Nathaniel Williams

I am from the USA, where I have spent most of my life active as an artist.  I am currently working and studying at the University of Albany in New York, pursuing an interest in the intersection of aesthetics and political culture in a doctoral program.

I have been familiar with anthroposophic meditation since I attended art school when I was 19 and I continue to be intrigued by it years later.  One unique facet of this school of practice is that it aims at being a path of understanding and insight.  Today, in the philosophy of science, there is a general recognition that what anyone doing research can perceive is connected to the methods and practices they employ while conducting an exploration.  In anthroposophic meditation this is not only theoretically acknowledged but we find individuals working together with new research practices and claiming new perceptions related to human physiology, plant life, history, and applying them to their fields in art, education, medicine, etc…  This I find extremely significant, and as is obvious, not only for personal health and well-being.

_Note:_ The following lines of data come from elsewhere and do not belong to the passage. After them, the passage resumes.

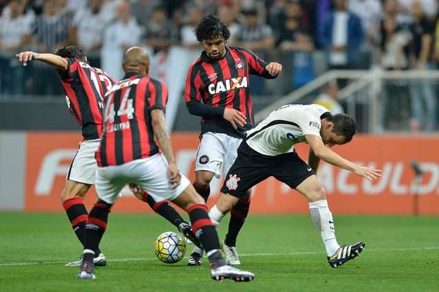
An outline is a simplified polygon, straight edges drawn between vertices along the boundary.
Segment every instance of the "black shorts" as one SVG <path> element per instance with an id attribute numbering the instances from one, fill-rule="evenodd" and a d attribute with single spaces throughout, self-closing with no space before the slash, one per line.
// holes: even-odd
<path id="1" fill-rule="evenodd" d="M 295 188 L 313 174 L 295 151 L 268 156 L 253 150 L 244 141 L 238 148 L 238 157 L 224 178 L 221 192 L 243 197 L 247 190 L 270 176 Z"/>

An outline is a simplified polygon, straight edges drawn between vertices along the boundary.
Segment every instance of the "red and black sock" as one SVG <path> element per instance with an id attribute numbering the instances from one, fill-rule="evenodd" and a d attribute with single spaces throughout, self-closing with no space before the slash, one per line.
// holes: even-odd
<path id="1" fill-rule="evenodd" d="M 85 243 L 85 224 L 88 218 L 88 213 L 84 205 L 84 201 L 79 197 L 73 197 L 66 199 L 62 203 L 62 206 L 67 213 L 67 217 L 76 237 L 84 246 Z"/>
<path id="2" fill-rule="evenodd" d="M 220 239 L 215 224 L 209 217 L 206 205 L 195 204 L 189 208 L 192 230 L 206 252 L 220 249 Z"/>
<path id="3" fill-rule="evenodd" d="M 250 197 L 239 199 L 230 210 L 230 221 L 224 242 L 227 246 L 236 246 L 236 239 L 246 221 L 250 208 Z"/>
<path id="4" fill-rule="evenodd" d="M 195 184 L 195 182 L 192 184 L 195 190 L 204 199 L 204 202 L 207 202 L 207 199 L 209 199 L 209 196 L 211 195 L 211 186 L 207 186 L 206 188 L 200 188 Z"/>
<path id="5" fill-rule="evenodd" d="M 180 223 L 185 222 L 168 202 L 156 202 L 147 192 L 143 192 L 143 201 L 146 202 L 156 213 L 171 222 L 177 228 Z"/>
<path id="6" fill-rule="evenodd" d="M 111 205 L 103 202 L 99 202 L 93 206 L 88 215 L 88 219 L 86 225 L 86 240 L 84 248 L 94 251 L 98 249 L 99 243 L 107 228 L 110 208 Z M 95 256 L 98 254 L 95 254 Z"/>

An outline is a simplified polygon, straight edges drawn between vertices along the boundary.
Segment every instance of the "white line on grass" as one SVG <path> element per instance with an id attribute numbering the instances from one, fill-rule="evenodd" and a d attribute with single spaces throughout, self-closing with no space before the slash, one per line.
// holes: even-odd
<path id="1" fill-rule="evenodd" d="M 390 248 L 388 250 L 367 250 L 368 253 L 376 252 L 407 252 L 410 250 L 439 250 L 439 246 L 431 246 L 425 247 L 401 247 L 401 248 Z M 287 253 L 271 253 L 271 254 L 239 254 L 239 256 L 297 256 L 301 254 L 322 254 L 321 252 L 287 252 Z M 14 260 L 14 258 L 9 258 Z M 16 258 L 21 260 L 21 258 Z M 0 263 L 0 267 L 12 267 L 12 266 L 28 266 L 34 265 L 58 265 L 65 264 L 69 259 L 68 258 L 56 258 L 57 261 L 45 262 L 45 258 L 29 258 L 29 260 L 36 260 L 36 262 L 27 263 Z M 71 260 L 71 259 L 70 259 Z M 148 260 L 156 260 L 155 258 L 111 258 L 112 263 L 123 263 L 123 262 L 142 262 Z"/>

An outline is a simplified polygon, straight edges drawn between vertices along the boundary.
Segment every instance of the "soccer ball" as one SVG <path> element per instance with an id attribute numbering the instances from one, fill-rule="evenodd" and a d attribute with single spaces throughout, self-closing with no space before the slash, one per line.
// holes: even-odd
<path id="1" fill-rule="evenodd" d="M 160 234 L 154 246 L 157 258 L 167 264 L 178 262 L 186 253 L 186 242 L 180 234 L 172 231 Z"/>

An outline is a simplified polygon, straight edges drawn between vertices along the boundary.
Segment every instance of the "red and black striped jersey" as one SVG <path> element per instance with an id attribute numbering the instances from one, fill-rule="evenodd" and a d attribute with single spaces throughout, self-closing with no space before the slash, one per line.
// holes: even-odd
<path id="1" fill-rule="evenodd" d="M 102 135 L 104 97 L 115 81 L 108 74 L 86 62 L 66 60 L 69 62 L 67 71 L 58 73 L 69 110 L 82 127 L 84 139 L 97 139 Z"/>
<path id="2" fill-rule="evenodd" d="M 158 153 L 151 110 L 165 111 L 167 97 L 165 83 L 134 72 L 127 73 L 114 85 L 105 97 L 97 165 L 119 165 Z"/>
<path id="3" fill-rule="evenodd" d="M 242 138 L 252 127 L 253 112 L 248 86 L 249 75 L 274 78 L 265 70 L 267 63 L 252 51 L 226 47 L 225 56 L 210 59 L 203 51 L 191 65 L 186 79 L 185 98 L 192 114 L 201 116 L 201 133 L 226 133 Z M 225 108 L 235 108 L 247 117 L 247 124 L 233 129 L 223 118 Z"/>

I will be facilitating a panel on meditation and science with Ursula Flatters and Terje Sparby.  Terje Sparby has been working within a field that has evolved over the last few decades known as contemplative neuroscience.  It involves highly disciplined descriptions of meditative experience parallel to observations of the body.  Terje was a research fellow at the Mind and Life Institute, an international hub for this area of work, and he has since continued as a researcher in Germany, recently focusing particularly on anthroposophic meditation.  Ursula Flatters has pursued a career working in anthroposophic medicine.  A unique view of the relation between the mind and body, primarily due to the way the body is observed, opens up for individuals working in medicine from anthroposophic perspectives.  As far as I know this view is not taken into account in any research on contemplative neuroscience so this will be new, or in a series of firsts.